Zawsze jakoś tak się dzieje, że gdy coś jest zaskakująco pozytywne, jak na przykład internet na łódce, to w dziwny sposób ulega kasacji. Od dawna już mam teorię, że to wszystko powoduje mój „bad luck”. Boję się tylko, że ludzie mnie zlinczują jak się o tym dowiedzą. Od mojego przyjazdu, aż do niedzieli internet działał, później się skopał, raz działał raz nie. Obecnie sytuacja się ustabilizowała – nie działa.
Choć dzieje się niewiele i niestety niewiele zmienia, rozpocząłem poszukiwania taniej mariny. W końcu muszę się zdecydować na jakiś poważniejszy ruch. Mam dwie opcje – Power Boats i Coral Cove. Wolałbym PB, ale decydować będą pieniądze. Pierwszą ofertę już znam. Co do CC odpowiedź będę miał dzisiaj.
Szykuje się okres wytężonej pracy, przy czym malowanie dna jest chyba rzeczą najprostszą. Boję się o wał, czy uda się go naprawić w prosty sposób, i o ster, bo tu też muszę skorzystać z „usług obcych”. No i wymiana części pokładu może mnie zmęczyć. Pewnie będzie jak zwykle – gdy rozbiorę pokład będzie ulewa i zniszczy wszystko co zrobiłem w środku do tej pory. Takie realno-optymistyczne myślenie.
Na dodatek nie mogę znaleźć moskitiery, a w marinie nie wytrzymam bez niej. Te małe bydlaki mnie zeżrą. Pewnie trzeba będzie kupić nową, choć dwie są w jakiejś dziurze.
Powoli też myślę jak się stąd wyrwać. Dałem jakieś śmieszne ogłoszenia na polskich portalach, ale nadziei raczej nie mam. Grupa docelowa jakoś mi się nie zgadza. Trzeba będzie też coś dać na angielskojęzycznych, ale to jak już będę znał termin.

wtorek, 28 marca 2017

Drobny błąd w nawigacji (306)

Chłopcy, którzy wypłynęli na 28 stopowej łódce kupionej od Romana – Francuz (właściciel i kapitan), Australijczyk i Rosjanin Nikita nie dotarli na Grenadę. Na szczęście już się odnaleźli na Bonaire, a po drodze jakoś jeszcze zahaczyli o Isla de Margarita ;-) Kierunki pomyliły im się o jakieś 90 stopni. Podobno nie poddają się i nadal walczą ;-)

niedziela, 26 marca 2017

Zginęła dziewczyna (305)


Fatalne, tragiczne wydarzenie - zginęła córka znajomych z jachtu Cape. Spadła z masztu 60-cio metrowego jachtu Germania Nova podczas pracy. Jach cumował na Jamajce.
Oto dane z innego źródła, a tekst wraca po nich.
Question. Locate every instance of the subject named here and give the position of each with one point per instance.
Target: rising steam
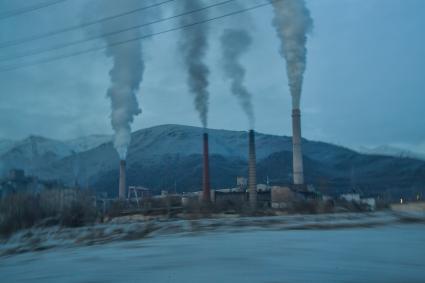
(125, 78)
(234, 43)
(293, 22)
(193, 45)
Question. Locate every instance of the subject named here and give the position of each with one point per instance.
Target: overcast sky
(364, 83)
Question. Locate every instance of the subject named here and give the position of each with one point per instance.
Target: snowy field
(386, 253)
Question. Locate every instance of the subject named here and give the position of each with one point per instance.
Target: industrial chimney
(252, 174)
(122, 181)
(297, 156)
(206, 172)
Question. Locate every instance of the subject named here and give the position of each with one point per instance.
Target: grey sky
(364, 83)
Dwa dni temu odbyło się spotkanie połączone z loterią czyt. datkami dla wspomożenia rodziny. Spotkanie bez sensu. Ludzie, inni żeglarze, nie potrafią już odczuwać empatii, nic ich nie obchodzi oprócz końca własnego nosa.
Spotykaliśmy ich kilka razy w tygodniu. Najpierw stali w Coral Cove, później w Power Boats. Pamiętam ich dzieci właściwie od 4 lat. Starsza córka i o trochę młodszy syn. Muzykowali, uczyli się, dosłownie dorastali na jachcie i później w marinach, właściwie nie znali innego życia. Rodzina pochodzi z Walii. Wypłynęli z zamiarem opłynięcia świata 10 lat temu.
Podobno wyluzowały się liny. Nie wiem jak to możliwe, ale najczęściej jest to błąd ludzki. Dlaczego nie miała drugiej linki asekuracyjnej?
Wbrew doniesieniom prasowym, że zmarła w szpitalu, rodzina twierdzi, że zginęła natychmiast. Nie cierpiała.